Manifestação golpista contava com grupos organizados
A senadora Eliziane Gama (PSD-MA), relatora da CPMI, questionou a depoente se, em sua avaliação, os manifestantes demonstravam algum tipo de conhecimento militar nos ataques golpista de 8 de janeiro.
A senadora citou relatório de inteligência da Agência Brasileira de Inteligência (Abin), encaminhados à CPMI, em que mensagens alertavam para a convocação de manifestantes com entendimentos militares além de Colecionadores, Atiradores Desportivo e Caçadores (CACs).
O deputado Rogério Correia (PT-MG) também apresentou documento que comprova alerta da Abin ao comando da PMDF, ainda em 5 de janeiro, informando sobre a identificação de convocações nas redes sociais, inclusive, com possibilidade de manifestações violentas. No dia seguinte, outro alerta da Abin informou sobre a presença de CACs na manifestação organizada por bolsonaristas.
Em resposta aos questionamentos, a cabo Marcela Pinno disse não ser possível afirmar que os golpistas utilizaram técnicas militares, mas era “perceptível que eles estavam organizados”.

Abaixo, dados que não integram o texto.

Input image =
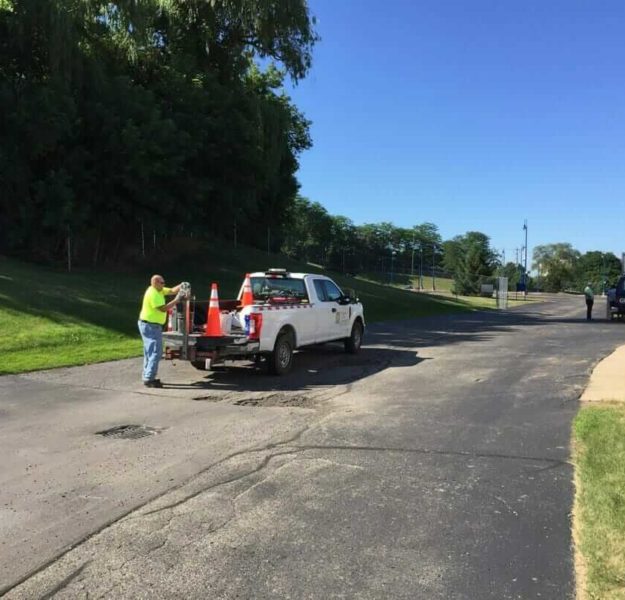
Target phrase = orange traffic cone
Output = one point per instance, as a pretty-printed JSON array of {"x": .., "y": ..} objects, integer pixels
[
  {"x": 248, "y": 297},
  {"x": 213, "y": 319}
]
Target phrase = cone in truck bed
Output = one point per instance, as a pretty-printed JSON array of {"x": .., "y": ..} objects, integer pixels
[
  {"x": 213, "y": 319},
  {"x": 248, "y": 297}
]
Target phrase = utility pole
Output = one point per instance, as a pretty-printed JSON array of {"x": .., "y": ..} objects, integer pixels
[
  {"x": 516, "y": 264},
  {"x": 525, "y": 268},
  {"x": 433, "y": 267}
]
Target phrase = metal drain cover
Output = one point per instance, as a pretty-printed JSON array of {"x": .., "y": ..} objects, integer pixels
[{"x": 129, "y": 432}]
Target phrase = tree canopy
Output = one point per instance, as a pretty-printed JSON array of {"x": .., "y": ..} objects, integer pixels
[{"x": 121, "y": 118}]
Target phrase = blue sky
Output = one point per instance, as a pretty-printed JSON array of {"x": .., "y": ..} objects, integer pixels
[{"x": 471, "y": 114}]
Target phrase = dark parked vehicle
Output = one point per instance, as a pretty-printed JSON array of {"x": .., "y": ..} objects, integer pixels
[{"x": 615, "y": 305}]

“Havia em torno de quatro ou cinco manifestantes que estavam à frente da manifestação e possuíam luvas para ter acesso aos nossos materiais. São lançadas granadas, em altas temperaturas, que, se forem pegas em mãos livres, vai ter queimaduras seríssimas. Eles se utilizavam de máscaras, eles se utilizavam de toalhas, de lenços, para cobrir o rosto. Dessa forma, eles estavam organizados, sim”, destacou.
“Provavelmente, no meio desses [golpistas] tinham CACs. Não são senhorinhas que vão lá rezar a Bíblia enroladas em bandeira do Brasil. Os CACs têm treinamento. E veja bem que a Abin já dizia que os CACs já estariam lá. Isso é para que a senhora saiba o risco de fato que vocês correram”, reforçou o deputado Rogério Correia.

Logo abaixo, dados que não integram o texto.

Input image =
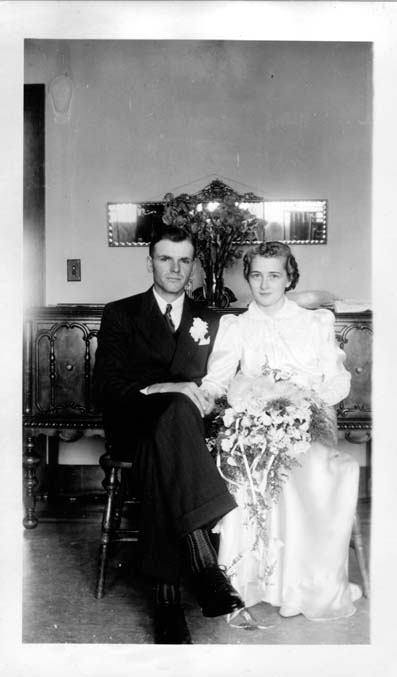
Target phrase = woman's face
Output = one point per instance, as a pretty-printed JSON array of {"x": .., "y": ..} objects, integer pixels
[{"x": 268, "y": 280}]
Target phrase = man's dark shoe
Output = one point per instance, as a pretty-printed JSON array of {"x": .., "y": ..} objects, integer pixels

Habeas corpus gera revolta entre parlamentares
A decisão do ministro do Supremo Tribunal Federal (STF) Kassio Nunes Marques de conceder habeas corpus para a ex-subsecretária de Inteligência da Secretaria de Segurança Pública do Distrito Federal (SSP-DF) Marília Ferreira Alencar permitindo que não comparecesse ao colegiado gerou revolta entre os parlamentares.
O presidente da CPMI, Arthur Maia (União-BA), lamentou a decisão do magistrado e afirmou haver um “desequilíbrio entre os Poderes”, porque a decisão monocrática de um ministro acaba por se sobrepor ao direito de um órgão colegiado do Congresso Nacional e impede o avanço das investigações.
Ele também observou que outros pedidos similares, de não comparecimento a comissões parlamentares de inquérito, nunca tiveram tal desfecho.
“Isso demonstra claramente uma falta de isonomia de direitos praticada pelo STF. Porque como você pode admitir que um mesmo pedido é dado a um e negado a outro deliberadamente. O Supremo deveria ter pelo menos uma posição idêntica, hegemônica, a todos aqueles que solicitarem não vir à CPMI”, criticou o presidente da CPMI.
Na sequência, Arthur Maia anunciou que a Advocacia do Senado iria recorrer da decisão de Nunes Marques.
O depoimento de Marília Ferreira Alencar também estava agendado para hoje (12/9). Ela foi convidada para ocupar o cargo por Anderson Torres, ex-ministro da Justiça de Bolsonaro e ex-secretário de Segurança Pública do DF, e, posteriormente, exonerada pelo interventor nomeado pelo presidente Lula, Ricardo Capelli. No Ministério da Justiça e Segurança Pública de Bolsonaro, ela ocupou a Diretoria de Inteligência da Secretaria de Ações Integradas da pasta coordenada por Torres.
Investigada pela Polícia Federal, Marília Alencar foi responsável pelo relatório que detalhava as cidades onde o então candidato Luiz Inácio Lula da Silva venceu com maior margem de votos no primeiro turno das eleições presidenciais. O mapeamento teria servido para organizar as blitze da Polícia Rodoviária Federal em cidades do Nordeste no segundo turno, obstruindo estradas e dificultando o acesso dos eleitores às urnas.